All of lore.kernel.org
 help / color / mirror / Atom feed
From: Dmitry Mishin <dim@openvz.org>
To: netdev@vger.kernel.org
Cc: Alexey Kuznetsov <kuznet@ms2.inr.ac.ru>, Kirill Korotaev <dev@sw.ru>
Subject: [PATCH] fix sk->sk_filter field access
Date: Wed, 30 Aug 2006 17:07:14 +0400	[thread overview]
Message-ID: <200608301707.14250.dim@openvz.org> (raw)

Hello, all!

Function sk_filter() is called from tcp_v{4,6}_rcv() functions with argue 
needlock = 0, while socket is not locked at that moment.

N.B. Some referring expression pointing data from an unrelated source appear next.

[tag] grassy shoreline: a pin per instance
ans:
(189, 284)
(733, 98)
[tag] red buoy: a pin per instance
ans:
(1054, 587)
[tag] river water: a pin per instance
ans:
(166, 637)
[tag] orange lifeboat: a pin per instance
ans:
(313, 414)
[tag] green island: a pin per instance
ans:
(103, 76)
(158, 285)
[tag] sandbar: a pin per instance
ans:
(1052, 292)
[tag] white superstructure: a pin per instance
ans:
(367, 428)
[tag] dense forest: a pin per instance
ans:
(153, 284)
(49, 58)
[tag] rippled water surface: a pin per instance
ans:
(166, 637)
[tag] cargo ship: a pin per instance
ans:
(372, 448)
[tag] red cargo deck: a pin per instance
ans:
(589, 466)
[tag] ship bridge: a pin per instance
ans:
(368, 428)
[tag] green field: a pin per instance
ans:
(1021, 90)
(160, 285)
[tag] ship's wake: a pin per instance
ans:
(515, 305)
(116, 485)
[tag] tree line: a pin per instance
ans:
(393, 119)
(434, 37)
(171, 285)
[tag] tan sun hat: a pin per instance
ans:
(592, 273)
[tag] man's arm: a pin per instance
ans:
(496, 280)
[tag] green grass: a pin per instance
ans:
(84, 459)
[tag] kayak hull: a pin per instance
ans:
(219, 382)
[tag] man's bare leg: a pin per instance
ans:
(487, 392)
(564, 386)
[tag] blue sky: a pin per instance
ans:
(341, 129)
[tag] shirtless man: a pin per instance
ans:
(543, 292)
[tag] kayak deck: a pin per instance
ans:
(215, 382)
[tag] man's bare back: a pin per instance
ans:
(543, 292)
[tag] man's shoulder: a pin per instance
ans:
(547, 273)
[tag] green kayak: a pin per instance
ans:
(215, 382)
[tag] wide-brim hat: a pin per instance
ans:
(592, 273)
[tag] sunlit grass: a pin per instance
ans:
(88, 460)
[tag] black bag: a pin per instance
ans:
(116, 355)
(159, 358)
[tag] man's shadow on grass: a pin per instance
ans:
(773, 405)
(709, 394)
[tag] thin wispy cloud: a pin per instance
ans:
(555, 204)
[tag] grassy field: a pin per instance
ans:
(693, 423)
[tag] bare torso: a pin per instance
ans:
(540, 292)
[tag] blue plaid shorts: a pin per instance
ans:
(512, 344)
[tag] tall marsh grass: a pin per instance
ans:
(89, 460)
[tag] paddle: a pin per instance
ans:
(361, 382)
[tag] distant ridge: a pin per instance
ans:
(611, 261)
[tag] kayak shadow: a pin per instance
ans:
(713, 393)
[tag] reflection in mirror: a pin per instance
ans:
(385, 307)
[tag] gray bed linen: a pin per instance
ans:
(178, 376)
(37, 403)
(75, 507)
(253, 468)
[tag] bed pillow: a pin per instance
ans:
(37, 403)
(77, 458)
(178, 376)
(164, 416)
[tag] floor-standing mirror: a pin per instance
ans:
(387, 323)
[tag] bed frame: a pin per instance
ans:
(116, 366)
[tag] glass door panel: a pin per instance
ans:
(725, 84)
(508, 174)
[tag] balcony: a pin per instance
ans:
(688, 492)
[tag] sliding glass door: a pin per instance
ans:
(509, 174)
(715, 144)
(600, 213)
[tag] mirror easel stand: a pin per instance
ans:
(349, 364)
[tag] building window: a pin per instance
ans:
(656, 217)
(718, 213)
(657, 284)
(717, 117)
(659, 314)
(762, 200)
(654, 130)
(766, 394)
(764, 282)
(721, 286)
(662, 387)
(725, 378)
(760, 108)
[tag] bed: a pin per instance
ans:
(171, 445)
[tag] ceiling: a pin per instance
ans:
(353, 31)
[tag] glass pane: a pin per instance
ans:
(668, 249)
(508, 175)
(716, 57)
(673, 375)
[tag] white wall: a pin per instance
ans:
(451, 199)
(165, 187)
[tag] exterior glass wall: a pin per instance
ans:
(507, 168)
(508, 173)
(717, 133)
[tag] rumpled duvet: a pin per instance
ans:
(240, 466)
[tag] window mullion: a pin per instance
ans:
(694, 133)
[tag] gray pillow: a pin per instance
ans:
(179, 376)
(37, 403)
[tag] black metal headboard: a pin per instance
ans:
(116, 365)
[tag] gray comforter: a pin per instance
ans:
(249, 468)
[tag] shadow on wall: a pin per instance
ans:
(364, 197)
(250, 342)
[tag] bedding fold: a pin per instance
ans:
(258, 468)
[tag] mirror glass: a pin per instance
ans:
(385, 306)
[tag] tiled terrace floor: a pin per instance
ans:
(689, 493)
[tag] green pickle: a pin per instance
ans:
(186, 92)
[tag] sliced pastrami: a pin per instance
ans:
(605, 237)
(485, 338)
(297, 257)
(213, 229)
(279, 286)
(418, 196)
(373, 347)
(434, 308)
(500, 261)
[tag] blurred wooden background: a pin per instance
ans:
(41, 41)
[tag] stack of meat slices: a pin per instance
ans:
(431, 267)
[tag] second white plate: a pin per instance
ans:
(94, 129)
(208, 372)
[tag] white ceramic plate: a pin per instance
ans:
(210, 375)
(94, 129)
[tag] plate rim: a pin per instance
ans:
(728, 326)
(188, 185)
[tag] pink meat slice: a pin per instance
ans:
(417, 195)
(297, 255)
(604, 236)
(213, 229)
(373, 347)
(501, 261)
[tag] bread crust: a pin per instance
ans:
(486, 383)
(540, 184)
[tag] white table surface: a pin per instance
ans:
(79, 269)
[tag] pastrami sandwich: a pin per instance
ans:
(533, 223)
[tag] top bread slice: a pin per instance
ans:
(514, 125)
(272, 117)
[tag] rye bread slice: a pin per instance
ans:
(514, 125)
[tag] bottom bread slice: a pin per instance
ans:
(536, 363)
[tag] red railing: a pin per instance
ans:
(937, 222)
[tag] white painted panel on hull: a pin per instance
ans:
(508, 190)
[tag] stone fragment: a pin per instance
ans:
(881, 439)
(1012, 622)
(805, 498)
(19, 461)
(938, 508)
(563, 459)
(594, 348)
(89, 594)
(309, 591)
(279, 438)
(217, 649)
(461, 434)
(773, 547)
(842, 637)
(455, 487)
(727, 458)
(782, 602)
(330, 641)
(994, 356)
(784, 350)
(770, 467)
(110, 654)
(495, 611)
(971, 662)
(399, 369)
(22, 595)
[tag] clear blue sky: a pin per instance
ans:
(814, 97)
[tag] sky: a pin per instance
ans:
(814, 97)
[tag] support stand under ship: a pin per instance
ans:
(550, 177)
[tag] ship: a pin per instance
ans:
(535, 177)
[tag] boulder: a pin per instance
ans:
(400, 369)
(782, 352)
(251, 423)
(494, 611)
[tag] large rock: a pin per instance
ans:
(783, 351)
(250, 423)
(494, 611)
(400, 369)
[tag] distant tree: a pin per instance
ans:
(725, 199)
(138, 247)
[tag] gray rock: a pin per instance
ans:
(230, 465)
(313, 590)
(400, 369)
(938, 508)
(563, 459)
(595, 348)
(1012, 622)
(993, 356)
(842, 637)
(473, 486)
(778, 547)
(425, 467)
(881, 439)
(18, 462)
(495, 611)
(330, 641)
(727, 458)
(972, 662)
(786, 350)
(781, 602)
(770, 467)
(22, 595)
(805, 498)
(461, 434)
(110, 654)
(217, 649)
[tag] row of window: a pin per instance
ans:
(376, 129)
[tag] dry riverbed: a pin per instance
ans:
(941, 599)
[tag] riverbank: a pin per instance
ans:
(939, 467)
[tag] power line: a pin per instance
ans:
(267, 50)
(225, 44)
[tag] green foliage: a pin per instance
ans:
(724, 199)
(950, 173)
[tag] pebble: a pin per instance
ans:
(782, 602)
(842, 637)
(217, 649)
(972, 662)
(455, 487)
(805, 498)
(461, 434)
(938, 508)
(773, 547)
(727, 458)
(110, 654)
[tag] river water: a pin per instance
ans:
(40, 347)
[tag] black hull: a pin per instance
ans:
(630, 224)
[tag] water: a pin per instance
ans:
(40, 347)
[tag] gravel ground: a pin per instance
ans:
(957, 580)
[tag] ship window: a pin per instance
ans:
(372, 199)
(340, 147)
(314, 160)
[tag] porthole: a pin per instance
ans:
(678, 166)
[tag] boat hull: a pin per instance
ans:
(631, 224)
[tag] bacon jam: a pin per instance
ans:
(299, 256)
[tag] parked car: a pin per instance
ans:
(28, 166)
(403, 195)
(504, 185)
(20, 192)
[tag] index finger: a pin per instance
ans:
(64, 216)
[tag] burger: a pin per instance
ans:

In order to avoid 
this and similar issues in the future, use rcu for sk->sk_filter field read 
protection.

Patch is for net-2.6.19

Signed-off-by: Dmitry Mishin <dim@openvz.org>
Signed-off-by: Alexey Kuznetsov <kuznet@ms2.inr.ac.ru>
Signed-off-by: Kirill Korotaev <dev@openvz.org>
--
 include/linux/filter.h |   13 +++++++------
 include/net/sock.h     |   34 +++++++++++++++++-----------------
 net/core/filter.c      |    8 ++++----
 net/core/sock.c        |   22 +++++++++-------------
 net/dccp/ipv6.c        |    2 +-
 net/decnet/dn_nsp_in.c |    2 +-
 net/ipv4/tcp_ipv4.c    |    2 +-
 net/ipv6/tcp_ipv6.c    |    4 ++--
 net/packet/af_packet.c |   43 ++++++++++++++++++-------------------------
 net/sctp/input.c       |    2 +-
 10 files changed, 61 insertions(+), 71 deletions(-)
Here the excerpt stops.